According to internal metrics released by the group behind the channel, Burrow has received more than 300,000 installs from Roku users. Multiple videos promoting the channel have also spread on Twitter, YouTube, and TikTok, where videos about Burrow have received millions of total views. The group’s leadership has openly bragged about the channel’s popularity, saying that it was “blowing up” and that there were “TikToks and pictures all over the internet, everybody sending everyone to Burrow.”

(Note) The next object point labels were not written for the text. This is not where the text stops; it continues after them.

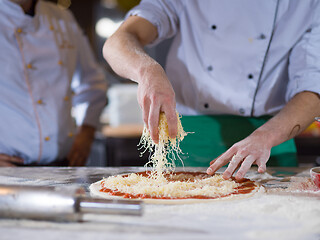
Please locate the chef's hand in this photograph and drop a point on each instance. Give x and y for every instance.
(255, 149)
(9, 161)
(81, 147)
(155, 95)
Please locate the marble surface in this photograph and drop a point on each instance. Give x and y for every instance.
(283, 212)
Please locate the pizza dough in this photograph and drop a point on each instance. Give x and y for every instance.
(184, 187)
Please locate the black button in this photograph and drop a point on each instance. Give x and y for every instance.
(262, 36)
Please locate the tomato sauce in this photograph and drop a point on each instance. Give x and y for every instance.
(246, 186)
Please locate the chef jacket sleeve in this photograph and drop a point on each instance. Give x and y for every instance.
(89, 83)
(304, 61)
(162, 14)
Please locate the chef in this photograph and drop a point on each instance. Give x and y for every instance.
(245, 75)
(47, 67)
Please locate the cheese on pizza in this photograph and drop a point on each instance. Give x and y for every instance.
(189, 185)
(162, 182)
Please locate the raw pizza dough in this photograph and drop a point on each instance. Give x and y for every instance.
(95, 191)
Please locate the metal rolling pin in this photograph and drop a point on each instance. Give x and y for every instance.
(58, 203)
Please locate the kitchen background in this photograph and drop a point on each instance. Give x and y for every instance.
(116, 142)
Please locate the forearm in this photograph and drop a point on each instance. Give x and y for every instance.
(297, 115)
(125, 54)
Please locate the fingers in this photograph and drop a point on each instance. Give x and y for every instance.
(233, 165)
(261, 165)
(221, 161)
(154, 122)
(172, 120)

Notably, the conspiracy theorists behind Burrow have been trying to monetize the channel by carrying ads. They have asked followers to help get advertisers to put ads on the channel, including suggesting “any Alex Jones stuff” as one option. Among those who have responded to the ad buyer ask have included QAnon influencer Dustin Nemos, who wrote to the channel that he “would love to reinforce you.”
And ads on the platform have already started: During the ad buyer ask, the conspiracy theorists behind the channel claimed that someone had already “bought some ad space with us for a month.” The channel has also run ads asking for others to advertise on its channel. According to Roku’s policies, the platform takes a cut of revenue from video advertisements, meaning that the company may also be making money off of Burrow.
The channel’s popularity comes as Roku has repeatedly struggled to enforce its rules regarding misinformation and extremism. It has allowed multiple channels linked to QAnon on its service, and after banning Infowars, it did not initially detect a ban evasion channel that the network had set up on the platform.